Currently, there are 2.8 crore enlisted farmers with cards.
However, allocation of Tk 3,198 crore to promote farming mechanisation and reducing custom duty on importing parts of agriculture machineries would reduce the price of farming equipment and generate employment, he said.
“Many small businesses related to agriculture machineries will grow in the rural areas and generate employment,” Professor Sattar said.
About the allocation of Tk 5,000 crore for the agriculture refinancing scheme through Bangladesh Bank announced by the finance minister, Sattar said only the farmers who deal with banks would be able to avail the service.
“But most of the small farmers are illiterate and they would not be able to avail it as they remain out of the banking system,” he said.
Meanwhile, Dr Asaduzzman, senior researcher at Bangladesh Institute of Development Studies (BIDS), said the initiative of mechanisation in the agriculture sector would help farmers cultivate and harvest crops, but it might render thousands of farm labourers unemployed.
“Only allocation for machineries will not help small farmers as they would not be able to buy the farming machineries,” said Dr Asaduzzaman, adding that the machineries would help only those cultivating paddy.

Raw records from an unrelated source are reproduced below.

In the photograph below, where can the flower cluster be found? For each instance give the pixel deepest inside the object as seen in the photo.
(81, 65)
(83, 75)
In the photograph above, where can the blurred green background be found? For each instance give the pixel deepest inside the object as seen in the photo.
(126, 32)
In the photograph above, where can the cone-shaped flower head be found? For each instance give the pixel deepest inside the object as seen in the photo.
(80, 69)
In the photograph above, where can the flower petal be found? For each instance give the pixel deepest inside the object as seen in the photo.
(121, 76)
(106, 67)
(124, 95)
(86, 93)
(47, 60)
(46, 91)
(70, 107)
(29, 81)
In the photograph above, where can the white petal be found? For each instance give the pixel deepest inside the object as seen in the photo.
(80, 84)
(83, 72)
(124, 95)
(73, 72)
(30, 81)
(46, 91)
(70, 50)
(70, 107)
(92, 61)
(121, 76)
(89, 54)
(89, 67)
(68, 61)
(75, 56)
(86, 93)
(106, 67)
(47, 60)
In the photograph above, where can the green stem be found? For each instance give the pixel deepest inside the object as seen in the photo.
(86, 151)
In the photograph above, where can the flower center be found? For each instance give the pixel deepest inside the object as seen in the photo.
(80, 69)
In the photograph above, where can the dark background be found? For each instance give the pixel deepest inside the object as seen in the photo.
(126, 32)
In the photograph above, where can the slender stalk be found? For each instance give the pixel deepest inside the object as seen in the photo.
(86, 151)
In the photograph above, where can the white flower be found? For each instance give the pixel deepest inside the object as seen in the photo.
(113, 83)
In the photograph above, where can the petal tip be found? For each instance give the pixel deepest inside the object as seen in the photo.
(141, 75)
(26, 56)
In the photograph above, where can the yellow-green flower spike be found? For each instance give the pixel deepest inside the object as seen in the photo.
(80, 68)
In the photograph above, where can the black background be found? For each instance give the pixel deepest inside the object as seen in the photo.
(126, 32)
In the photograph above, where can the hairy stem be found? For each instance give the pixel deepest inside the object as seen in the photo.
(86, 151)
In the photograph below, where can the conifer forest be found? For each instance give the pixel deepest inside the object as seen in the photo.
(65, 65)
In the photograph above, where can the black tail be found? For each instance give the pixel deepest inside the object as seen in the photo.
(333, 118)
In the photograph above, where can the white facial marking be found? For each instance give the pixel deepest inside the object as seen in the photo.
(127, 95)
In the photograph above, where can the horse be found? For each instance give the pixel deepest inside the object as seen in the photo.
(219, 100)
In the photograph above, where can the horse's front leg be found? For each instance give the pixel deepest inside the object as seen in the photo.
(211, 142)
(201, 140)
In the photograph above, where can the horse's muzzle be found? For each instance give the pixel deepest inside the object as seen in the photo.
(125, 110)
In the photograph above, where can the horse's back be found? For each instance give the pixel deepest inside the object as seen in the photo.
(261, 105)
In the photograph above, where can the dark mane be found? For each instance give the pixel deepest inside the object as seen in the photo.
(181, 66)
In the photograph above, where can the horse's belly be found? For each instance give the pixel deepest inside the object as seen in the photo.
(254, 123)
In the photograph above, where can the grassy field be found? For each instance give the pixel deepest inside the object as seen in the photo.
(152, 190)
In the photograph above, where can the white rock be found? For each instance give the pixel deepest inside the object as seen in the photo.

“What about those cultivating vegetables and fish? How are they going to benefit from those equipment?” he asked.
Rather, it was necessary to create agriculture business linkage, storage facilities for agro products and build a supply chain.
“Actually it was needed to think about the whole agricultural sector holistically,” he said.
Though the finance minister mentioned the prime minister’s directive to ensure that not even an inch of land is left uncultivated, he did not come up with any plans to ensure that happens in the coming fiscal year.
The government is, however, going to encourage onion farmers by increasing import duty on onion, so that local farmers get interested in growing onions.
Shykh Seraj, eminent agriculture expert, said the government emphasised on mechanisation of agriculture in the proposed budget.
“But I think the government should have emphasised on digitalisation of agriculture by now,” he said.